The player plays as one idol appearing in the "Dream of Dream" event, experiencing the game from that character's point of view. Depending on the character they choose, Idol Death Game TVs plotline changes accordingly. The game features exploration, judging, and "Death Concert" elements. During exploration, players search for items throughout each stage and share information with other idols, raising their own spirits while lowering those of their opponents. During the judging parts, the player and other idols are judged based upon their dancing and performance, with the last-placed idol heading to the "Death Concert". During "Death Concert", idols who again fail are killed. However, by clearing the trials of Doripaku, defeated characters can be revived. The player's own actions change which characters survive. Thus, they can replay the game multiple times with different characters.

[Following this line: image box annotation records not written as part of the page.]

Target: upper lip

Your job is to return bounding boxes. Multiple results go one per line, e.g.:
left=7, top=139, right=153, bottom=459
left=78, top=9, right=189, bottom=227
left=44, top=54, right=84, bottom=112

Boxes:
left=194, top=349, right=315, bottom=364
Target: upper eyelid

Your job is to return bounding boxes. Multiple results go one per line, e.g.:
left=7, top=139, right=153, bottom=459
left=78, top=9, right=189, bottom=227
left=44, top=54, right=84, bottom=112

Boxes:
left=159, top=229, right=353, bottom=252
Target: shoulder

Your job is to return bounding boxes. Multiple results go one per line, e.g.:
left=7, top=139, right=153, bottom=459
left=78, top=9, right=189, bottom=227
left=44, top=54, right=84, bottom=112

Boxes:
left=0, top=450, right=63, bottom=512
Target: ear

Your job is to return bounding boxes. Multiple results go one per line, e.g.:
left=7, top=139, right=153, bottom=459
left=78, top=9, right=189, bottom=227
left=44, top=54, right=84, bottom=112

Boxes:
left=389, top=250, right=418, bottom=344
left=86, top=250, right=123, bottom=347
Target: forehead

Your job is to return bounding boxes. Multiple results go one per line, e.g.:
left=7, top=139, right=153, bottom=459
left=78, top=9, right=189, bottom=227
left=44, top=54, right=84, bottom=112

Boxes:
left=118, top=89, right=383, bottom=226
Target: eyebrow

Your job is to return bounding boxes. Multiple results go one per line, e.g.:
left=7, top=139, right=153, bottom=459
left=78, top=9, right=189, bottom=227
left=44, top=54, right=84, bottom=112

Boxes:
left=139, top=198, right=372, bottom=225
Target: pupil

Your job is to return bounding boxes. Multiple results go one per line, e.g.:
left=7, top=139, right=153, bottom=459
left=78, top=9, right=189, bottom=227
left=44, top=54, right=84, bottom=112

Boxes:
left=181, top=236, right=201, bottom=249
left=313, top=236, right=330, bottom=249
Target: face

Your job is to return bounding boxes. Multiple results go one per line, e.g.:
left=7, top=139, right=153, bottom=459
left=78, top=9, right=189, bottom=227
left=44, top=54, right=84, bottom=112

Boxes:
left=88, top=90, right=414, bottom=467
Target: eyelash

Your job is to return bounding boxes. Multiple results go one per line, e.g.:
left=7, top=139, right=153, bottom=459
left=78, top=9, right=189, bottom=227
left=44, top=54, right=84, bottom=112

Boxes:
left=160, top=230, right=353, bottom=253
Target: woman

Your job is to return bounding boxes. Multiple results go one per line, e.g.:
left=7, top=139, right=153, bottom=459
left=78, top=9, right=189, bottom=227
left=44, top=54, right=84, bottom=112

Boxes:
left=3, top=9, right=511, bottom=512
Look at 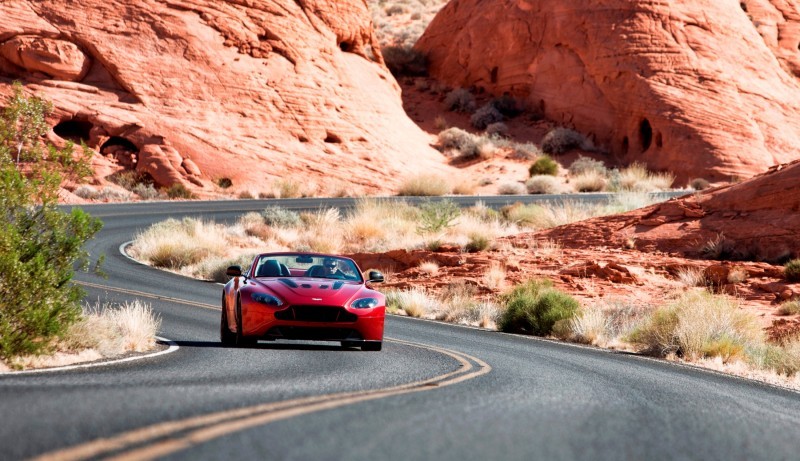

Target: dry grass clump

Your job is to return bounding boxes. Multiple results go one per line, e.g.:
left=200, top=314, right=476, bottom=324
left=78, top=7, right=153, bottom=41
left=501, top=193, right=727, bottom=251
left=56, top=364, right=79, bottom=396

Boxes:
left=609, top=163, right=675, bottom=192
left=3, top=300, right=161, bottom=369
left=397, top=174, right=452, bottom=197
left=675, top=267, right=708, bottom=287
left=569, top=170, right=608, bottom=192
left=130, top=218, right=228, bottom=269
left=629, top=289, right=763, bottom=362
left=778, top=299, right=800, bottom=315
left=386, top=288, right=439, bottom=317
left=497, top=182, right=527, bottom=195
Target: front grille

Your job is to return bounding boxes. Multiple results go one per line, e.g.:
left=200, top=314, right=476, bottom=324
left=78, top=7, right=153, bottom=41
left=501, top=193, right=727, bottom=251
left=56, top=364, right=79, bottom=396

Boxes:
left=275, top=305, right=358, bottom=323
left=265, top=326, right=363, bottom=341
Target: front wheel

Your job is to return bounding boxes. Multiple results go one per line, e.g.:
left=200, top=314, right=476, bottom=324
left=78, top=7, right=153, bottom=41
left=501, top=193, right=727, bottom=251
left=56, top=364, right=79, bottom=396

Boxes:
left=219, top=295, right=236, bottom=346
left=361, top=341, right=383, bottom=352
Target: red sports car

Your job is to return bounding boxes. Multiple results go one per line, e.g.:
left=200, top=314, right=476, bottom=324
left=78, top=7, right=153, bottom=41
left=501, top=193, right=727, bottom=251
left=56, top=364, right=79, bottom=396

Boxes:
left=220, top=253, right=386, bottom=351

"Dream Coins" serves as the in-game currency of Idol Death Game TV and are required to win a "Death Concert" as well as to receive judgement for each stage. They can also be used to purchase items which helps the player evade elimination. "Dream Coins" are obtained by searching the mansions and talking to other idols. After a certain amount of time, players also receive "Dream Coins" based on the number of fans they have. Plays can also steal "Dream Coins" from their competitors by participating in "Baku Royale"s, a one-on-one battle with another idol where the player aims to combine "Bakuro Words" (Exposure Words) and hit their opponent with a scandal which may put an end to their opponent's idol career. Doripaku judges who wins and hurls bombs at the loser.

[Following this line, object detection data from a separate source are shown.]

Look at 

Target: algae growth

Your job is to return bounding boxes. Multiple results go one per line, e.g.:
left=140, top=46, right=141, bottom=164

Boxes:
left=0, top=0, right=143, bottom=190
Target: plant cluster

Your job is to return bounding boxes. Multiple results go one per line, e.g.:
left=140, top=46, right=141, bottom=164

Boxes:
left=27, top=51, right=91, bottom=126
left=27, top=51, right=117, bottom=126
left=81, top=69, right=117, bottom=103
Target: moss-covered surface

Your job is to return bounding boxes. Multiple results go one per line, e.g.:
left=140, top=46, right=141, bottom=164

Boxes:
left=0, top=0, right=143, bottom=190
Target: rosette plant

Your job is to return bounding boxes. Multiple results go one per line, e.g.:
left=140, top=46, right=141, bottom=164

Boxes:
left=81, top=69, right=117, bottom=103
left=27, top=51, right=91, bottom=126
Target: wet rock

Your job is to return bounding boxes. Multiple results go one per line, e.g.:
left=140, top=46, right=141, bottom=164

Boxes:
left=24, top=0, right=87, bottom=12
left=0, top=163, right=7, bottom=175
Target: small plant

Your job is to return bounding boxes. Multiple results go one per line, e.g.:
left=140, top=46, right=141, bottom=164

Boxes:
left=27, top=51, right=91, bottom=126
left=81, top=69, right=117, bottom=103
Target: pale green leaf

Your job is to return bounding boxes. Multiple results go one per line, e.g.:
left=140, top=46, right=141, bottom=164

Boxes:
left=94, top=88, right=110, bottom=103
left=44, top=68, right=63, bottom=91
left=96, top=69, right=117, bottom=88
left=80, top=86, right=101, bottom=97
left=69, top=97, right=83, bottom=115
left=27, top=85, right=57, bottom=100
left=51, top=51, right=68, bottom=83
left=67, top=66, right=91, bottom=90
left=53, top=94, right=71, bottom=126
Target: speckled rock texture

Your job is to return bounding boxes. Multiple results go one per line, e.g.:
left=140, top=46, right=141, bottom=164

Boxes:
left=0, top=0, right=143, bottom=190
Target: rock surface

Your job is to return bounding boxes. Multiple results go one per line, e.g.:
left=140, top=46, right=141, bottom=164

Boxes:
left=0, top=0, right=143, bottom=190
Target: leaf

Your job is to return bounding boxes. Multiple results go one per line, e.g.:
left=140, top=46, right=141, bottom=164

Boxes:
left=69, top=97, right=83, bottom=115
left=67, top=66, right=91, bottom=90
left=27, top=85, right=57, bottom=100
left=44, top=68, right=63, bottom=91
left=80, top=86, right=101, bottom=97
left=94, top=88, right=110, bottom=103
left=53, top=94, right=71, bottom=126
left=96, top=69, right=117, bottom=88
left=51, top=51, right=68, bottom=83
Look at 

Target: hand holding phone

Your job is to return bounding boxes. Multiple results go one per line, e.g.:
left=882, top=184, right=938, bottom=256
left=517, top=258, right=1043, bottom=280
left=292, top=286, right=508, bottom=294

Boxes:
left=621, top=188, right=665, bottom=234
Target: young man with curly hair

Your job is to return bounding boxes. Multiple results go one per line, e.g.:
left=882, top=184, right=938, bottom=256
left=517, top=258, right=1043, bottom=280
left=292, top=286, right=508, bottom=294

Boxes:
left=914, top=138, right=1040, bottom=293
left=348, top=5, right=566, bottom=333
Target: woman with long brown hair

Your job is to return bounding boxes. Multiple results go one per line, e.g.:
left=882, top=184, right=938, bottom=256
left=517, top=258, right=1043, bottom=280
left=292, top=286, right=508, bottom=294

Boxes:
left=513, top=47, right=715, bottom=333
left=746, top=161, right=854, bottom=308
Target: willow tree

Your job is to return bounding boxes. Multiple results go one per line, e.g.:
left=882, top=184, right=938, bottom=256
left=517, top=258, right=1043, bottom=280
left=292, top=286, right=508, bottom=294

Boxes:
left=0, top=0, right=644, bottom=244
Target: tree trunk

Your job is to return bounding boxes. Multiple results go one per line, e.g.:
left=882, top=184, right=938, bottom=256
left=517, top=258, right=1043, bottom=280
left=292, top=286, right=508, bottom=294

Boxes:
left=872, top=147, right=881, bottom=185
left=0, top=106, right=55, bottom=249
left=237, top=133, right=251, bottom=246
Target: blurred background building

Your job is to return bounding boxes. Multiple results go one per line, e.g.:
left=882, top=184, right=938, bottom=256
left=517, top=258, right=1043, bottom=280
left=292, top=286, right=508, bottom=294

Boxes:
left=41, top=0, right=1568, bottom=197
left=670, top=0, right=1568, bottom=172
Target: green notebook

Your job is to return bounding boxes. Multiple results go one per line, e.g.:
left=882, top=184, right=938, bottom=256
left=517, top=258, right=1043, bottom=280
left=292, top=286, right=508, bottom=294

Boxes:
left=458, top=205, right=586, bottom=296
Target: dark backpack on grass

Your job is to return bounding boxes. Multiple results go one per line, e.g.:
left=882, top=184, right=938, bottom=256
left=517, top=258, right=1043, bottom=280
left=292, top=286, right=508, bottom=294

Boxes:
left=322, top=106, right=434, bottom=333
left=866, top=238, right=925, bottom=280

The objective of Idol Death Game TV is to be the last idol standing, winning the judging of each stage whilst entertaining the audience, thus allowing them to become the central idol of "Project 47". Each character has a genre that they excel in when it comes to singing and dancing. The game is lost when the player loses a "Death Concert".

== Development ==
A countdown teaser website and Twitter account by D3 Publisher for a "new idol project" was launched in late June to promote the game, which itself was officially announced on July 3. The game's official website was launched on July 17, and additional details were released in the July 24 issue of Weekly Famitsu. The debut trailer was released on August 15. Developed by Witchcraft and published by D3 Publisher, Idol Death Game TV is primarily for the PlayStation Vita but also has PlayStation TV support. The game features character design by Metawo Ueda, scripting and supervision by Shoujiro Endo, and is produced by Yujiro Usuda. The game was released on October 20, 2016 in Japan.

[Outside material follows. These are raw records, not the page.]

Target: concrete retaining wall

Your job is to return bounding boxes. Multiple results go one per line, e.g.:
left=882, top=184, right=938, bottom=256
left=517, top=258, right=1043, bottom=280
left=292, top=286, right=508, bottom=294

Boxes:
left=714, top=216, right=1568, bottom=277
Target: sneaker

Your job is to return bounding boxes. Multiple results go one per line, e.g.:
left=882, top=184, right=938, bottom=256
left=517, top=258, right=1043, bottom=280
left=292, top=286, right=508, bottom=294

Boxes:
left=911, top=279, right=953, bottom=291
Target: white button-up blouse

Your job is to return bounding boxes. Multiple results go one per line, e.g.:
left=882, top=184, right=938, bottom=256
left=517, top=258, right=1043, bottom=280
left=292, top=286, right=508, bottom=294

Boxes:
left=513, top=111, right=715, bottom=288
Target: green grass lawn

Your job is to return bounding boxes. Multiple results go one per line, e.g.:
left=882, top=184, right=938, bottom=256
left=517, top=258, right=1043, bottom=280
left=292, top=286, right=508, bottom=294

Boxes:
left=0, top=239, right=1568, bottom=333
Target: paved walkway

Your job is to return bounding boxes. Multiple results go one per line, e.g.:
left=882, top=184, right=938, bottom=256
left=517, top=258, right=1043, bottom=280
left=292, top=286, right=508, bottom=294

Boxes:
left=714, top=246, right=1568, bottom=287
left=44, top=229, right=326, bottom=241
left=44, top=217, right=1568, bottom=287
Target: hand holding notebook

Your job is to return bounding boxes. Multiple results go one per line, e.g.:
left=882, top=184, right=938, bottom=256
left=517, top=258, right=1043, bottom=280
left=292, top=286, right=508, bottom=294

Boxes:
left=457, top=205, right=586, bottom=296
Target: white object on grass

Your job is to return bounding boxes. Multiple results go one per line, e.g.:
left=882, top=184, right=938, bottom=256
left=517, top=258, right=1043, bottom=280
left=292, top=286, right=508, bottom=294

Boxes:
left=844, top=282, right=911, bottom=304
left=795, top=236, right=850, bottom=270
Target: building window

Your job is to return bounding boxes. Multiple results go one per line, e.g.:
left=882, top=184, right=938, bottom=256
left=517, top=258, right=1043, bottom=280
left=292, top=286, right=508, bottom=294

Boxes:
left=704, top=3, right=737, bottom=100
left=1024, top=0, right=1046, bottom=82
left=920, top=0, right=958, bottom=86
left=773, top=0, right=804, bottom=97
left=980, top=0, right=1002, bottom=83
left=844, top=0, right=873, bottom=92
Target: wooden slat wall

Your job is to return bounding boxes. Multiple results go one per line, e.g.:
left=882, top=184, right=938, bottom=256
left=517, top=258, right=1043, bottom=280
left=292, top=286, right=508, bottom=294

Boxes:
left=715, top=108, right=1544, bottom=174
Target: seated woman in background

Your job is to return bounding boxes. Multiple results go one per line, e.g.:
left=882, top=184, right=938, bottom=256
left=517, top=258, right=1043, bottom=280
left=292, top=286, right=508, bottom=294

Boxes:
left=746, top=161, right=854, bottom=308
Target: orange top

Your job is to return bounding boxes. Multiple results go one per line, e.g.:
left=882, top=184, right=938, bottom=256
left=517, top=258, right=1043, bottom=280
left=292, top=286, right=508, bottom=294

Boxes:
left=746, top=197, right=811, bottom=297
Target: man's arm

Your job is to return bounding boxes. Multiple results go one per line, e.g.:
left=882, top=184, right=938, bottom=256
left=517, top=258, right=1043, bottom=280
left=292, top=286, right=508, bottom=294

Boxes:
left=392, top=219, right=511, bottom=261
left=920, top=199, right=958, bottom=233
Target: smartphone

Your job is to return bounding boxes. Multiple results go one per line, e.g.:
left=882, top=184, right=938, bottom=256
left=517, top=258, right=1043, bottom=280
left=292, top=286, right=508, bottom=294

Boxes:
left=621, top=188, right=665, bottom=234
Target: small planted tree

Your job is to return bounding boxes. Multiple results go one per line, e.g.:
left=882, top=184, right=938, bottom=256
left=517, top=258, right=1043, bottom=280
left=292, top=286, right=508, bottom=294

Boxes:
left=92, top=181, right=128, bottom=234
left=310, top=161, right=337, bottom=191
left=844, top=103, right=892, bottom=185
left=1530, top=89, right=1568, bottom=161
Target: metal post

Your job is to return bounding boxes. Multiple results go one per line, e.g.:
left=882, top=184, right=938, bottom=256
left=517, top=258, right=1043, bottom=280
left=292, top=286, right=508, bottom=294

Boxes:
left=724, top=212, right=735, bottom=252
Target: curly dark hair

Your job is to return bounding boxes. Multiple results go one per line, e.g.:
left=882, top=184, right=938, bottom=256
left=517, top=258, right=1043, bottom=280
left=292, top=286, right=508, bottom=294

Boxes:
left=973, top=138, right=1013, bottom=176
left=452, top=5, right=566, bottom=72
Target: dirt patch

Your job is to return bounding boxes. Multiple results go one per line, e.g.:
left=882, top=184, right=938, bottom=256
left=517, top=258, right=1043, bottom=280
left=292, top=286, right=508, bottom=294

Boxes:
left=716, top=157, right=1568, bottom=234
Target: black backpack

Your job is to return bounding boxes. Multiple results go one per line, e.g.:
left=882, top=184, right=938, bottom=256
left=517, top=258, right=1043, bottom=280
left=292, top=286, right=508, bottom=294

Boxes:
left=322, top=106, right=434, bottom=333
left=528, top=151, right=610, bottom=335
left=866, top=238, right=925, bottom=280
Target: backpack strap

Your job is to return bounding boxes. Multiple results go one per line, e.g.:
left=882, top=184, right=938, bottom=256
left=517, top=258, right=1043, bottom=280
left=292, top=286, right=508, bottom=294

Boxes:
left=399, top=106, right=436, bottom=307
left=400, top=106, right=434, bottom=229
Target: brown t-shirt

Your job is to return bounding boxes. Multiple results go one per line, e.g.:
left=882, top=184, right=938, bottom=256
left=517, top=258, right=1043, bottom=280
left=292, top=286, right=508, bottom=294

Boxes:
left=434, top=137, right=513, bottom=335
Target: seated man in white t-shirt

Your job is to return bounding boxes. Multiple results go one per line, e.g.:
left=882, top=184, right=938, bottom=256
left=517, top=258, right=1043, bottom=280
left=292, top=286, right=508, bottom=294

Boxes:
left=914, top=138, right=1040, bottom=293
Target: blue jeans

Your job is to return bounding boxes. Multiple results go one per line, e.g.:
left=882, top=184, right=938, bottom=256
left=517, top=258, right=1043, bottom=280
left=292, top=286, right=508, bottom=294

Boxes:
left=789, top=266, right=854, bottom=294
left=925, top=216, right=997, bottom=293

A special version of the game titled the Idol Death Game TV Special Pack also includes a music CD containing each idol's character song, a tapestry, a custom PlayStation Vita theme plus a download code for in-game character voices.

== Reception ==
Four Famitsu reviewers awarded Idol Death Game TV scores of 7, 7, 8 and 7, for a final score of 29/40. The game sold 5,822 copies on its first week, placing ninth for all game sales for that week. It also placed sixth for all new games debuting that week, behind Battlefield 1, Mario Party: Star Rush, Macross Delta Scramble, Reco Love: Blue Ocean and Gold Beach and NBA 2K17. Siliconera referred to the game as "pretty much The Idolmaster meets Danganronpa." Chris Carter of Destructoid opined that Idol Death Game TV is "not something you typically see in an ocean of shooters and 'immersive' open world games, and that's part of why I love it."